Comparing China and India: A Look at Premier Li Keqiang’s Government Work Report
In his commencement address to the first session of China’s 13th National People’s Congress on March 5, Premier Li Keqiang presented the government work report outlining China’s achievements during the last five years as well as future policies and action plans.
Meanwhile in India, estimates that the last quarter growth rate hit 7.2 percent compared to 6.5 percent in China prompted widespread media elation in the country. Li’s government work report showed that China achieved an impressive average annual growth rate of 7.1 in the past five years. It should also be noted that the focus of China’s development has been on both growth and equity, yet the country’s annual growth of 6.9 percent in 2017 still surpassed the set target of 6.5 percent. But still it seemed like business as usual considering China’s recent history.
Indian scholars find it hard to escape comparing India to China considering the two countries’ similar background, size and aspirations. China is undergoing economic and demographic changes, so maintaining such high growth rates will be especially challenging given China’s strong focus on achieving sharp reductions in energy and water consumption per unit of GDP. But as the government work report shows, China’s energy consumption per unit of GDP has already fallen by more than 20 percent over the past five years, resulting in a major and consistent decline in pollution. The total number of heavy air pollution days in key cities has been cut in half over the last five years. This development should be worrisome for New Delhi considering that today 13 of the world’s 20 most polluted cities are found in India.
Another figure in the government work report that can not escape comparison with India is that over the last five years more than 68 million Chinese people have been lifted out of poverty. Various Indian estimates count over 300 million Indians still living below the poverty line, which is about three times China’s number.
Furthermore, China already has much larger middle class which made over 130 million tourist departures abroad last year. Since 2014, Chinese nationals have been the largest demographic of foreign travelers as well as the single largest source of earnings for the world tourism industry. Indian tourism saw 10 million foreign visits last year.

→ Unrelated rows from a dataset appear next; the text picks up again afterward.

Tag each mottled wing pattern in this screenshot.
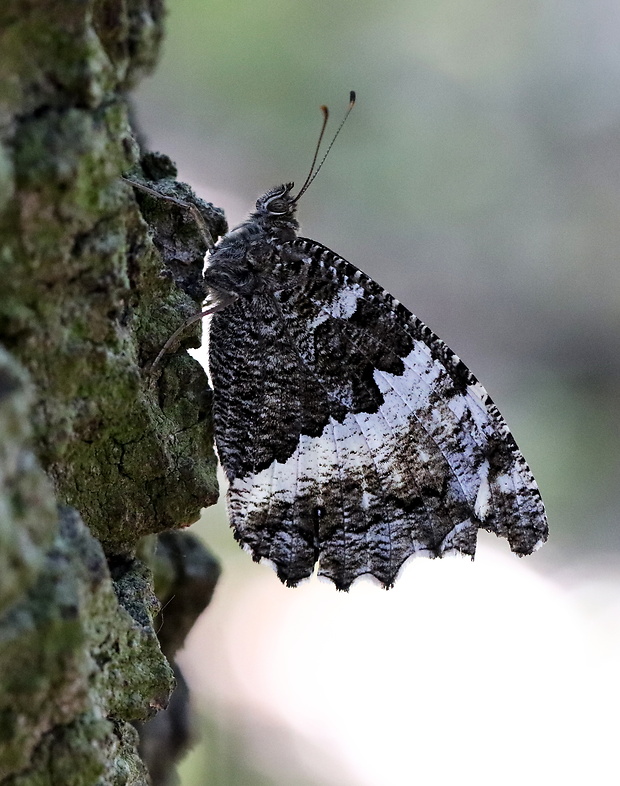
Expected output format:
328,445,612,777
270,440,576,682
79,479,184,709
208,238,547,590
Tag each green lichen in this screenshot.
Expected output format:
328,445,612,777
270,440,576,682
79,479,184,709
2,87,219,554
0,508,175,782
0,1,223,782
0,348,57,615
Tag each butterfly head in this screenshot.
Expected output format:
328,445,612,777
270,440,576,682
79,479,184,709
249,182,300,240
256,182,297,217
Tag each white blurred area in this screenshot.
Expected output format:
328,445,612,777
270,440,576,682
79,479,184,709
178,457,620,786
179,529,620,786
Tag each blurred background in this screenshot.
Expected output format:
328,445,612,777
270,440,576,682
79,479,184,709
133,1,620,784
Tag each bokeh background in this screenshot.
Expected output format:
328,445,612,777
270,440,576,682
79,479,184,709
133,2,620,784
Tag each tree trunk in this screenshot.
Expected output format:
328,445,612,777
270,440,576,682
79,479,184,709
0,2,224,783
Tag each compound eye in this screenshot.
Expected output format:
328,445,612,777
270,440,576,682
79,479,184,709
266,198,288,215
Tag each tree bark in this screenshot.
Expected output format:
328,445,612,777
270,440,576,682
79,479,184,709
0,2,224,783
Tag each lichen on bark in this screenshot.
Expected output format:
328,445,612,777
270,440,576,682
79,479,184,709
0,1,224,783
0,506,175,783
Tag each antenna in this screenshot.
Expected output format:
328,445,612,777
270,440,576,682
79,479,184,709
294,105,330,199
293,90,356,202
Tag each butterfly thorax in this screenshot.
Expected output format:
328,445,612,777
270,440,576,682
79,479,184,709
204,183,301,298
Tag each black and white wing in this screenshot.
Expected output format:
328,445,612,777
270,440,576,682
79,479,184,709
208,238,548,591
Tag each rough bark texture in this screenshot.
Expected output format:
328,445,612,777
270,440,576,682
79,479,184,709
0,2,225,783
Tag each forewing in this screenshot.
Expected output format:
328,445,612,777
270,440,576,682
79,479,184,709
208,238,548,590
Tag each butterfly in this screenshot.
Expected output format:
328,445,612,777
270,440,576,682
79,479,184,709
138,93,548,590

After China became famous for its role as the factory of the world, India’s “Make in India” campaign has aspired to replicate that magical model. But a true replication would require enormous state funding to support innovation and entrepreneurship. Li’s government work report underlines China’s commitment to strictly controlling its fiscal deficit, which remains a serious challenge for New Delhi. This year, China’s deficit as a percentage of GDP will drop to 2.6 percent compared to India’s 3.9 percent. Similarly, China’s total emissions may measure nearly five times that of India, but China has emerged as a world leader in rectifying its production and consumption processes to address climate change. Presenting a steadfast commitment to leading the charge on climate change mitigation initiatives, Li announced plans to drastically cut production of coal and steel.
U.S. President Donald Trump’s recent announcement about imposing tariffs and non-tariff barriers on U.S. imports of steel will have little effect on China considering its minuscule volume exported to the U.S. compared to exports to Canada and South Korea. Canada has already been exempted and any action against South Korea would damage its alliance.
In his government work report, Premier Li Keqiang also mentioned the completion of the Hong Kong-Zhuhai-Macao Bridge, which is a matter of pride and one more historic feat for China’s leadership. As part of the subsequent integration process, Li outlined development plans for the Guangdong-Hong Kong-Macao Greater Bay Area project.
Also of interest in India was the February 25 announcement of the Communist Party of China (CPC) Central Committee’s proposals on a series of amendments to China’s 1982 Constitution, such as removing term limits for president and vice presidents, which is expected to inject endurance in the Belt and Road Initiative and influence New Delhi. Given the strong endorsement of Xi Jinping’s leadership by the 19th CPC National Congress last October, the coming years will bring more of the same policies. This clearly sends signals to all stakeholders in China’s development.
The author is a professor at the School of International Studies at Jawaharlal Nehru University in New Delhi and a visiting professor at the Research Institute for Indian Ocean Economies in Kunming.